In ogni caso, le conseguenze di una sconfitta repubblicana in Alabama sarebbero pesanti. Se i conservatori perdessero il seggio al Senato, la già risicata maggioranza di 52 senatori su 100 che detengono per ora si assottiglierebbe ancora di più, rendendo molto complicata l’approvazione delle future riforme annunciate dall’amministrazione Trump. Il Presidente rischierebbe nei prossimi mesi di ritrovarsi nel mezzo della palude del Congresso, come già avvenuto nel caso della riforma sanitaria, e si potrebbe trovare in serie difficoltà.
Non è tuttavia solo questione di numeri: l’Alabama è anche un’importante cartina di tornasole per verificare quali siano gli equilibri interni al GOP. Insomma, l’esito ci svelerà se è ancora viva nell’elettorato conservatore la cosiddetta corrente anti-establishment che trascinò il tycoon newyorkese alla Casa Bianca nel novembre 2016. Tale fronda, capitanata da Steve Bannon (ormai cacciato dall’amministrazione ma sempre influente), si è schierata compatta a favore di Moore, portandolo a prevalere nelle primarie del partito sul candidato “moderato” Luther Strange, appoggiato anche da Trump, che per l’occasione si era allineato con lo stato maggiore del partito.

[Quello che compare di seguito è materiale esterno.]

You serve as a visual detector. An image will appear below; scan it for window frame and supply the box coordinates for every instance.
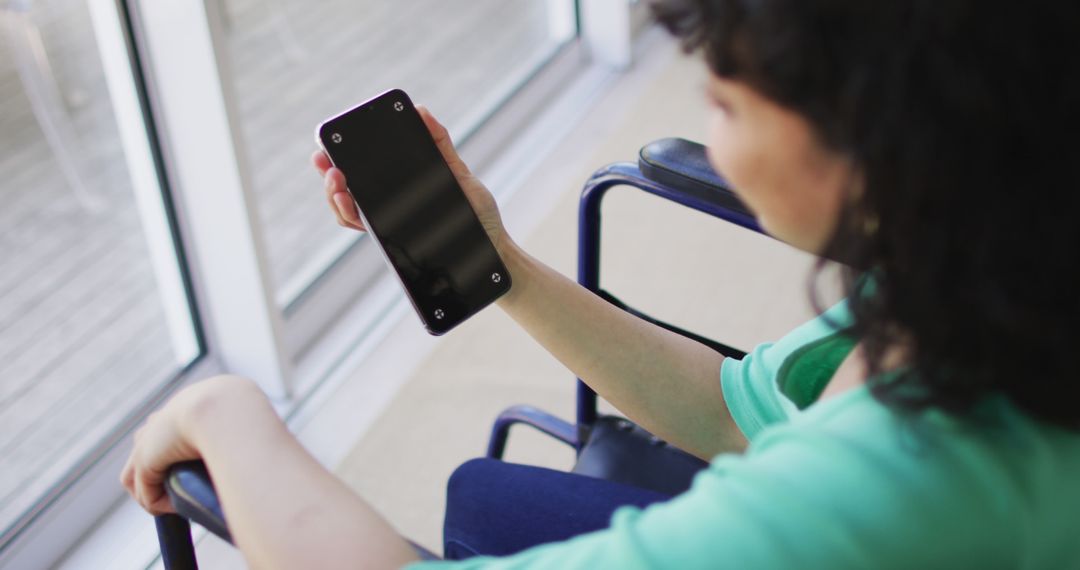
[0,0,215,565]
[0,0,647,567]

Dopo aver puntato sul cavallo sbagliato, l’inquilino della Casa Bianca si è dunque trovato a dover appoggiare obtorto collo un candidato scomodo, ricevendo per questo aspre critiche sia da parte dell’opposizione, che gli rimprovera il sostegno a un personaggio di dubbia moralità, sia della frangia populista più estrema, che lo accusa di essersi negli ultimi tempi allineato all’odiato establishment. Tra poche ore, scopriremo dunque se il Presidente perderà la sua scommessa o se la fronda guidata da Bannon rientrerà di prepotenza al centro della scena.